Founder and ex-CEO of Celsius, Alex Mashinsky, has been accused of withdrawing $10 million from the crypto lender before filing for bankruptcy. According to Financial Times, Mashinsky withdrew funds between mid to late May this year and then on June 12, Celsius froze all account withdrawals and declared bankruptcy.
Celsius used to be one of the popular lending platforms in the crypto space with 1.7 million users and $25 billion assets under management; however, due to the impact of Terra’s crash and the market downturn, the platform lost $2.85 billion. That forced Celsius to halt customer withdrawals and file for Chapter 11 bankruptcy just a month later.
In response, a spokesman for Celsius said Mashinsky withdrew the funds to pay state taxes.
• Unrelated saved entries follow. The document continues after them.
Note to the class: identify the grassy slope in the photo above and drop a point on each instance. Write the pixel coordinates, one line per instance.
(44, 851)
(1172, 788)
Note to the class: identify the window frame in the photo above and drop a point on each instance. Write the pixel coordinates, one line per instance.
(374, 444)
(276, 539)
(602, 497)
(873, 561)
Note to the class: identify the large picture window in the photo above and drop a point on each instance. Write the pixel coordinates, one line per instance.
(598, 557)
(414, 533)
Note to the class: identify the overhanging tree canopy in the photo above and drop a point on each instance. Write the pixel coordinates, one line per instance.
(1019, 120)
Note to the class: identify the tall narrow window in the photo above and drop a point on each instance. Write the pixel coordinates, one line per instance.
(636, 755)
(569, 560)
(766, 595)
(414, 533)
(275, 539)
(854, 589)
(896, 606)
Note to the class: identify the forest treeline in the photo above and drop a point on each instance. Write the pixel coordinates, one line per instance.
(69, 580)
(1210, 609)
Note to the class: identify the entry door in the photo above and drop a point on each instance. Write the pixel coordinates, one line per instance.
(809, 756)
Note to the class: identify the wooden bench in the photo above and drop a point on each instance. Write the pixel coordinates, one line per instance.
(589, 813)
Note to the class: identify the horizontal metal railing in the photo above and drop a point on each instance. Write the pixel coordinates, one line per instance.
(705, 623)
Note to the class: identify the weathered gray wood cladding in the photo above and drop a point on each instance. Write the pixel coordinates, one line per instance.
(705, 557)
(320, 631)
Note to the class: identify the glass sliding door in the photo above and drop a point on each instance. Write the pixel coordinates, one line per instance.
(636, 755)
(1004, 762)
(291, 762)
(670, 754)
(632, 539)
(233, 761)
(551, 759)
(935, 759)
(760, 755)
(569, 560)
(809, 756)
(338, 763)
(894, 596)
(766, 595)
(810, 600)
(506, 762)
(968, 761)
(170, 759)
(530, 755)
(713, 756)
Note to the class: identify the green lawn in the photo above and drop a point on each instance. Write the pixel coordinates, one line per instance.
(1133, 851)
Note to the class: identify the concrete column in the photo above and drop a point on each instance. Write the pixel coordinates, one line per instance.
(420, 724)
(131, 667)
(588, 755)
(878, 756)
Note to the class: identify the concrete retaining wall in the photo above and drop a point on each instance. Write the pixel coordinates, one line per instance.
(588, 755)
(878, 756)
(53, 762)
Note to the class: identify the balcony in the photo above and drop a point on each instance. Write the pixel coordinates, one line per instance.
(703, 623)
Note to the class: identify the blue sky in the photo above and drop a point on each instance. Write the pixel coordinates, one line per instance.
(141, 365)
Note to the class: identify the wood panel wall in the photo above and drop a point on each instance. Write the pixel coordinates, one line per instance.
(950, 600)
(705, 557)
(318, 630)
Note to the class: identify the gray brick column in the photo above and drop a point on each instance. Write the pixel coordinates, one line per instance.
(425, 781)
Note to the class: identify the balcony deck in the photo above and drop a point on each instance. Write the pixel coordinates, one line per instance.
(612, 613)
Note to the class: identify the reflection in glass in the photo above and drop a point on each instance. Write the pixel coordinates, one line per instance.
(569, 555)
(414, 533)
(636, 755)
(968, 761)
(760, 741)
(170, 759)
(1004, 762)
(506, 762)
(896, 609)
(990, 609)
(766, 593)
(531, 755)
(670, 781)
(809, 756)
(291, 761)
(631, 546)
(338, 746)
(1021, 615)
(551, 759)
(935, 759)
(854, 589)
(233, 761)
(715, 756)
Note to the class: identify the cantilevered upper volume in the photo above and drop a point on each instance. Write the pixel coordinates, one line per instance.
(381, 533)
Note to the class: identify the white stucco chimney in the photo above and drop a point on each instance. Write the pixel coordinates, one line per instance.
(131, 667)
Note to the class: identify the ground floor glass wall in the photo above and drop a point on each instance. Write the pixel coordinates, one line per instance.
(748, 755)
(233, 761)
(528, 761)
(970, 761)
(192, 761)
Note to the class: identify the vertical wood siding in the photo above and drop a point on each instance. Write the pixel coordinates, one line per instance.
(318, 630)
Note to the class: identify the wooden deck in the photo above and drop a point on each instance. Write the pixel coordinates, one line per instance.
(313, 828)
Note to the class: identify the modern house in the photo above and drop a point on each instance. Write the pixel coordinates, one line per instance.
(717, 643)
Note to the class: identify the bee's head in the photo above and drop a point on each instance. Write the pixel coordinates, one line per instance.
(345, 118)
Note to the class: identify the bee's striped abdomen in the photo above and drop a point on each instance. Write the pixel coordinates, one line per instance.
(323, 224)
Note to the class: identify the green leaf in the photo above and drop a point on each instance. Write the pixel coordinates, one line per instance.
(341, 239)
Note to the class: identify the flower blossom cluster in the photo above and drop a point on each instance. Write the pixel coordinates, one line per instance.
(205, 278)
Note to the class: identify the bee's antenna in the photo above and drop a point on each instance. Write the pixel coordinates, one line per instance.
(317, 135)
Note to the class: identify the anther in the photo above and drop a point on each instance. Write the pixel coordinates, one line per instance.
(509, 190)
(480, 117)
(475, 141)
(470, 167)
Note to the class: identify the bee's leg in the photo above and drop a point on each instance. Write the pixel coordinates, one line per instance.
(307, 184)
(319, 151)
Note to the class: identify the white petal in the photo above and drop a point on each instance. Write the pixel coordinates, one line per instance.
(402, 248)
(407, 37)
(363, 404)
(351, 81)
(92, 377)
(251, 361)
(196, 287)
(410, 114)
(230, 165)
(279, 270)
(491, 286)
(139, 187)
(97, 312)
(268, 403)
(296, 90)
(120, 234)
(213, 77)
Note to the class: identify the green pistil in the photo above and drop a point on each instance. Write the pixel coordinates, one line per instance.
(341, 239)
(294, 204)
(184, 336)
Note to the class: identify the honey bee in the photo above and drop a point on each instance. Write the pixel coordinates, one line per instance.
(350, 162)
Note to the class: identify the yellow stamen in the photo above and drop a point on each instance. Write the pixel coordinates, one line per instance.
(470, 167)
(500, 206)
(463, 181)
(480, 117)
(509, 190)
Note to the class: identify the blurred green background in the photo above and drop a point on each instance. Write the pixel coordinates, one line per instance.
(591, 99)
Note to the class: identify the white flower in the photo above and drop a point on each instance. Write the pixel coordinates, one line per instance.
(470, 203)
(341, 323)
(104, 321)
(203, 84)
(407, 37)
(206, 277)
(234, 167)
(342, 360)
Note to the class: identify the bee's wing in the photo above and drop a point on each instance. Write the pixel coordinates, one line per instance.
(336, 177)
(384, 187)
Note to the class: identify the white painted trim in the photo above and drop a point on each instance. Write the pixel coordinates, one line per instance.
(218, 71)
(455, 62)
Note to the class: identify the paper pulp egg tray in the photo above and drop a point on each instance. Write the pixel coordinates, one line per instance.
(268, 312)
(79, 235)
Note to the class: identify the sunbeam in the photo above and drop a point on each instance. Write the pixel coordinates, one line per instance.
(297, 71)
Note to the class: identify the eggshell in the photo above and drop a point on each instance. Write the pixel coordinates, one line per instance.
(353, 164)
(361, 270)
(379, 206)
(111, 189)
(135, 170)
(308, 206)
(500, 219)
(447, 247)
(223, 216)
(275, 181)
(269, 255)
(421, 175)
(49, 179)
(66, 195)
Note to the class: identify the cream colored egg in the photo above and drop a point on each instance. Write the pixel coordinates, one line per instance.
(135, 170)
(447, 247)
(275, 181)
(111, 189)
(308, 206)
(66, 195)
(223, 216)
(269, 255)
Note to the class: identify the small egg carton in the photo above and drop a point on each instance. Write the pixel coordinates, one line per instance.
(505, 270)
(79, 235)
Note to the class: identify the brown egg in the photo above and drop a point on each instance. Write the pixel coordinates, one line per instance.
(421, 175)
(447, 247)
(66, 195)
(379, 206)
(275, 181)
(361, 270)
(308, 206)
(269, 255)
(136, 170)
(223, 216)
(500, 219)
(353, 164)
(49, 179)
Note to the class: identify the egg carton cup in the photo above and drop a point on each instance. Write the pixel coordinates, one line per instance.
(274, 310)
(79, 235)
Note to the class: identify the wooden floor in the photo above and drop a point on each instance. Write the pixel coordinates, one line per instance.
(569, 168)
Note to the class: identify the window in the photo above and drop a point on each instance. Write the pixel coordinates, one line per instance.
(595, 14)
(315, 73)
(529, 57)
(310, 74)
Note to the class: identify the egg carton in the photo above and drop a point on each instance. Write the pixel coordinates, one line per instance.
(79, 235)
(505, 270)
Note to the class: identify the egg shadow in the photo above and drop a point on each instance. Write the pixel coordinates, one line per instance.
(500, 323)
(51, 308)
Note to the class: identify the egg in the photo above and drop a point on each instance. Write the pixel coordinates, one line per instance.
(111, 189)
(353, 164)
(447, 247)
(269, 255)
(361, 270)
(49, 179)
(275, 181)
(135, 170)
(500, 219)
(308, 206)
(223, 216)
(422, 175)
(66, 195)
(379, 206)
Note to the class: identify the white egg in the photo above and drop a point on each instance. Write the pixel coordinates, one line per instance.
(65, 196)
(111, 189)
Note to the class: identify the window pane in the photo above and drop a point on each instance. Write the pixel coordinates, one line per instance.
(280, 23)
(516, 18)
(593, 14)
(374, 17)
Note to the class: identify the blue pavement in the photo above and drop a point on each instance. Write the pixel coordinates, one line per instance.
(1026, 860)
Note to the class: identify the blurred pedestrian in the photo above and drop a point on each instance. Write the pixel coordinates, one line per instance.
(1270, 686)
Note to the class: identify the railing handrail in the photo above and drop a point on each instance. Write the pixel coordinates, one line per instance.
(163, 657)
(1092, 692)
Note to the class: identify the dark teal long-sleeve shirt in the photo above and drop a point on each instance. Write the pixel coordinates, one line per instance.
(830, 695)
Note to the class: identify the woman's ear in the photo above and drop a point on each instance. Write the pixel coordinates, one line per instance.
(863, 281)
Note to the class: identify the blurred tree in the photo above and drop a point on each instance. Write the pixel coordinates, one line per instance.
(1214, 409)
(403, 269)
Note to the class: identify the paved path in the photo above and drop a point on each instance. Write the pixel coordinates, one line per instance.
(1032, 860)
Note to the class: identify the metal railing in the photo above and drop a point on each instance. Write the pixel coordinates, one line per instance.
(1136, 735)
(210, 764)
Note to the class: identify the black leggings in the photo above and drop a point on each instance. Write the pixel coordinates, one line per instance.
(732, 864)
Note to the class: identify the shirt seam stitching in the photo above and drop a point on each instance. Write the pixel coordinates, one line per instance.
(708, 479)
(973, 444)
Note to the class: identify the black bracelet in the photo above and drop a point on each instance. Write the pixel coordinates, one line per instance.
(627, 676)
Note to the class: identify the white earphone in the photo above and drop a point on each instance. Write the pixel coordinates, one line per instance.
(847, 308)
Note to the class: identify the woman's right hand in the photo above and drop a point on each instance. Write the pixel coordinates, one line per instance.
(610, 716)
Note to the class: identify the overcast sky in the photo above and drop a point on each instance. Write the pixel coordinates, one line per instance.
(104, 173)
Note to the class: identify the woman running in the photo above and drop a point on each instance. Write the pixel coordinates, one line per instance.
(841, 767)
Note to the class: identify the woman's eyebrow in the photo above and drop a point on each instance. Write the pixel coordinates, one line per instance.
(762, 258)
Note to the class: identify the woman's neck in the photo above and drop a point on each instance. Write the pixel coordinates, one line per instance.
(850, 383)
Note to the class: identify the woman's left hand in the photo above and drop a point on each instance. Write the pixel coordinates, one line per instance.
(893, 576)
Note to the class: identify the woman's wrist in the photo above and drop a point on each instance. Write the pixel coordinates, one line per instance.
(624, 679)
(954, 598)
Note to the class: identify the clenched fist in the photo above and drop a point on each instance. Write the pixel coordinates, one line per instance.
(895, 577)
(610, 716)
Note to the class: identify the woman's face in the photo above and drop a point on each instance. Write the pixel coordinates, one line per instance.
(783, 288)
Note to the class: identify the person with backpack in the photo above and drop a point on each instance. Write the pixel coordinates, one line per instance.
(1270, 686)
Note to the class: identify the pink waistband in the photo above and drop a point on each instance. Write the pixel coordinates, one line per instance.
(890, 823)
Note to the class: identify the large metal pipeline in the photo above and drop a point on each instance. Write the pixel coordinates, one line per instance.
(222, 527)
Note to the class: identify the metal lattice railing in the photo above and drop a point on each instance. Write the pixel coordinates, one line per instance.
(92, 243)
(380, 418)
In the 9 months leading up to the withdrawal, the founder continuously deposited crypto on the platform with a total value equal to the amount he withdrew. It was reported that Mashinsky and his family still have $44 million in crypto frozen on the platform.
Meanwhile, sources from Financial Times have revealed that $8 million worth of assets withdrawn were used to pay income taxes and the remaining 2 million was made up of Celsius’ native token CEL. This person added that the withdrawal was pre-planned and related to the founder’s real estate plan.
Questions about this $10 million will be answered in the next few days when Celsius presents the transactions in court. Mashinsky may be forced to pay back this $10 million because within 90 days before filing for bankruptcy, the company’s payments can be returned to the benefit of creditors.